Bath is a very special city, famous for the natural hot springs that lie there, complete with a very well-preserved site of public bathing. During the Roman occupation of Britain, elaborate temples and bathing complexes were built at the Bath hot springs, starting in the first century and visited for four centuries. After the Roman withdrawal in the fifth century, these fell into disrepair and were eventually silted over and disintegrated. The hot waters, thought to be medicinal, still had a strong presence in the city, and were used through the Middle Ages and redeveloped in the eighteenth century, housed in gorgeous neo-classical buildings. Georgian and Victorian-era architecture is featured at the complex, as the City of Bath developed around the sacred waters. The Roman complex was rediscovered in 1890 and reopened to the public in 1897. We visited the Roman Bath complex, which is meticulously designed in its presentation of the underground baths and archeological findings. With our ticket to the Baths, we were also provided tickets to the Bath Museum of Fashion, which was also very cool, but not nearly as extensive as the baths. (Full photos in the England photo gallery)
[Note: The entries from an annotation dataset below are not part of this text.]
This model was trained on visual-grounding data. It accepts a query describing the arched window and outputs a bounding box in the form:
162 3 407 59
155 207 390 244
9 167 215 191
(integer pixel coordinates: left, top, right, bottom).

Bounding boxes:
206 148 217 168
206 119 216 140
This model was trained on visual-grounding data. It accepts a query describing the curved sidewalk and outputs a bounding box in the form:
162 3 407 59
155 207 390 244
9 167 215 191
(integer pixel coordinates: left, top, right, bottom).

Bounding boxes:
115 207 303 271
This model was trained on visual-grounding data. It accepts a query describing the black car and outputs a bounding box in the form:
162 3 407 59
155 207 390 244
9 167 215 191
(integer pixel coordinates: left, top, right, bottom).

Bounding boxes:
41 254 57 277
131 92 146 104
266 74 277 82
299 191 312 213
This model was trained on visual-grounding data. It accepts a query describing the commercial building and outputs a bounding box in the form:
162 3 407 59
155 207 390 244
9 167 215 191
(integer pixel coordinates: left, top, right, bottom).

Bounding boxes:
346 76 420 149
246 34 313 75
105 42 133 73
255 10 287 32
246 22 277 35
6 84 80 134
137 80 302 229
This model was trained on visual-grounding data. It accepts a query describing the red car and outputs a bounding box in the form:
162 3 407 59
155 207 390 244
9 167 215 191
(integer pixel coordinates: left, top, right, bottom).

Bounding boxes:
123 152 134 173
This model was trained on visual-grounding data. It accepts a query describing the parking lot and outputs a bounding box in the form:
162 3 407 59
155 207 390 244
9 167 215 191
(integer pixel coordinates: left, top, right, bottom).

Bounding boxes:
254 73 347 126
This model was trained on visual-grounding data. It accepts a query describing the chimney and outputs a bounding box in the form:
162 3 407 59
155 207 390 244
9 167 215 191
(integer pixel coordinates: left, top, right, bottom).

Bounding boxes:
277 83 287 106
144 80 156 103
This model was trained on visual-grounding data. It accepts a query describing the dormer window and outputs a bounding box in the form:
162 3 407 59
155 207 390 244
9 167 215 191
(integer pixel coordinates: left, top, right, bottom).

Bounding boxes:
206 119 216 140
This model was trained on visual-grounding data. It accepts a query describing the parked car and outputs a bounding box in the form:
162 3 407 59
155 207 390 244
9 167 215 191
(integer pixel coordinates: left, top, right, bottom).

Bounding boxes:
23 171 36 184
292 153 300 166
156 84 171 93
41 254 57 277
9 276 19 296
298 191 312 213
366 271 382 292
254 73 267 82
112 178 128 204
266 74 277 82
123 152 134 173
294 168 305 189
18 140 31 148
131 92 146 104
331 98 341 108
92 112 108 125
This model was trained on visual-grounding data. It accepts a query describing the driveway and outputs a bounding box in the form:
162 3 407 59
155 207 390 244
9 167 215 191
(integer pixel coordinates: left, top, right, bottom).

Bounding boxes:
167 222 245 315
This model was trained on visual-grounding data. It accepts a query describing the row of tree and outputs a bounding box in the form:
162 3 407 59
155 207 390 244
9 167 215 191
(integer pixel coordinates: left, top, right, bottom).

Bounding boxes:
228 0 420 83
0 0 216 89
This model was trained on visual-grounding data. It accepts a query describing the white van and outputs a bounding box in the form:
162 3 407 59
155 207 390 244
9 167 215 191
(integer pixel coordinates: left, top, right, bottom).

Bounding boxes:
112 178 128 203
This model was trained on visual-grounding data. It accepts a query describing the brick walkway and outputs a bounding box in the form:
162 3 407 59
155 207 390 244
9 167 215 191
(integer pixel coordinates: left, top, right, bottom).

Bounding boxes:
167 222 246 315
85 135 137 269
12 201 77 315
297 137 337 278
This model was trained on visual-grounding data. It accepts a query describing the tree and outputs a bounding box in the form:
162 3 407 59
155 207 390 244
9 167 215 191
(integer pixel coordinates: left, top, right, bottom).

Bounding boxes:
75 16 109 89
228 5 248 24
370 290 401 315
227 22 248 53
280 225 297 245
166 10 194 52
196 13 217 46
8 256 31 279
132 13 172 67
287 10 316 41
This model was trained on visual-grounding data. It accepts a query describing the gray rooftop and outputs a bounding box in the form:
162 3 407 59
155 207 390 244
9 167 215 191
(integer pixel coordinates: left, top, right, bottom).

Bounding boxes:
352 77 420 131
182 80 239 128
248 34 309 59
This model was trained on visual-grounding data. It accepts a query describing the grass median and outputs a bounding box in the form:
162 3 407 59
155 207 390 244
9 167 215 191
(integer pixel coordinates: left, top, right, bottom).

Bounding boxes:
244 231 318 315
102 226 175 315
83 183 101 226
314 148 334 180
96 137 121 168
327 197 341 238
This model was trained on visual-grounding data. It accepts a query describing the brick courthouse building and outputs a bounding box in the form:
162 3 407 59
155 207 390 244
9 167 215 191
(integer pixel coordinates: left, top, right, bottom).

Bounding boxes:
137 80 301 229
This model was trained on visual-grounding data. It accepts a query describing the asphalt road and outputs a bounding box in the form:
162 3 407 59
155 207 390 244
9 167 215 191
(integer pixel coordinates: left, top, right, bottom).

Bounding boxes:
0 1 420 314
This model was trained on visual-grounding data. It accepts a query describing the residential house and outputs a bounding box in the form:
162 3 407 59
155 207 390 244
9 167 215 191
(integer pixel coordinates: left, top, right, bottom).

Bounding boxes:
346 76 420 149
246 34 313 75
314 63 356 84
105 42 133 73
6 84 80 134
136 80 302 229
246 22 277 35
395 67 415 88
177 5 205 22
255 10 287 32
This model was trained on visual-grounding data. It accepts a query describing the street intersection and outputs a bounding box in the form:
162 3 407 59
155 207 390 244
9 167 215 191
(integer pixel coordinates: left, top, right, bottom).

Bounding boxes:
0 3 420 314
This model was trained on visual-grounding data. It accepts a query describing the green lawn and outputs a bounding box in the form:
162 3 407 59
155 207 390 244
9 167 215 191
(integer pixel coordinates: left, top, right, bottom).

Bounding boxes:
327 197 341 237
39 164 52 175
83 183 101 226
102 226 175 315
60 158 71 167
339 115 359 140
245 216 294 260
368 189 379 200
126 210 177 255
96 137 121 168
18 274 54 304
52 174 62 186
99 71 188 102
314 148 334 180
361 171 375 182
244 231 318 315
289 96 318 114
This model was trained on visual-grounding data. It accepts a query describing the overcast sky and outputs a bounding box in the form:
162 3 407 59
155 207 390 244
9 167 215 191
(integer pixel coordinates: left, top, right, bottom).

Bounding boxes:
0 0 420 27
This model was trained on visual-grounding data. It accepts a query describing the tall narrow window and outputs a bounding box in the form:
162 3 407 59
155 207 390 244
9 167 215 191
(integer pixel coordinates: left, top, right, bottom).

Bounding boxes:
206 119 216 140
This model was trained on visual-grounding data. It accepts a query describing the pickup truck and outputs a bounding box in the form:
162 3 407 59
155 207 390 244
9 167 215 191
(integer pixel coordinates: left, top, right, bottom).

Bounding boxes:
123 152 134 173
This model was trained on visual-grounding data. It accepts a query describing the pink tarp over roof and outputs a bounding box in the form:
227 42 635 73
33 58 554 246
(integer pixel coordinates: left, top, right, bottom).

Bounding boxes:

Whitney really wanted to see the Royal Crescent, a road of 30 limestone houses designed in a semi-circle shape. It was built in 1774 by notable Bath architect John Wood and his son (also named, shockingly, John Wood). It is among the greatest examples of Georgian architecture in the United Kingdom, and it's quite breathtaking. The crescent faces a large lawn, which was built to provide the wealthy residents an unobstructed, picturesque view of Bath. Within the Royal Crescent lies the Royal Crescent Hotel, which apparently has a spit in the basement kitchen that was operated not by human kitchen workers, but by dogs. Apparently, if the mutt didn't move fast enough, the cook just shoveled a few hot coals in the treadmill to liven up the pace. (Naturally, Whitney is horrified at the thought, but John overheard the fact from a walking tour guide whose group we followed for 10 minutes. Hopefully, he's full of bologna).
Lunch In London
I followed Aunt Rose Marie's advice and rang up her dear pal of many years James Ferguson. James lives in a beautiful area of London called Holland Park . He offered to have Whitney and I to lunch in Notting Hill, at a Pub directly opposite the Kensington Police Station. How appropriate!! Well, Whitney wasn't feeling so well, so I went solo. Wanting to save $89.00 U.S. in taxi fees (and be as much like a local as possible) I tried to grab the bus to Notting Hill over on Chamberlain Rd. near the Ford's house. I stood patiently at the stop - which was clearly marked - for about 15 minutes, waiting for the thing to pick me up. I then realized that I was on the wrong side of the street, since the traffic here is opposite, errr... and needing to head in the correct direction, I risked life and limb, crossing just in time to be waiting for the bus as it approached. The bus driver passed right by me. I ran after him for about 100 yards, where the bus was now stopped at a red light. I tapped angrily on the door, watching the driver slowly turn his head towards me, look me right in the eyes, and quickly step on the gas as the light turned green. I was left in a cloud of doubledecker fumes. I thought I was back in New York!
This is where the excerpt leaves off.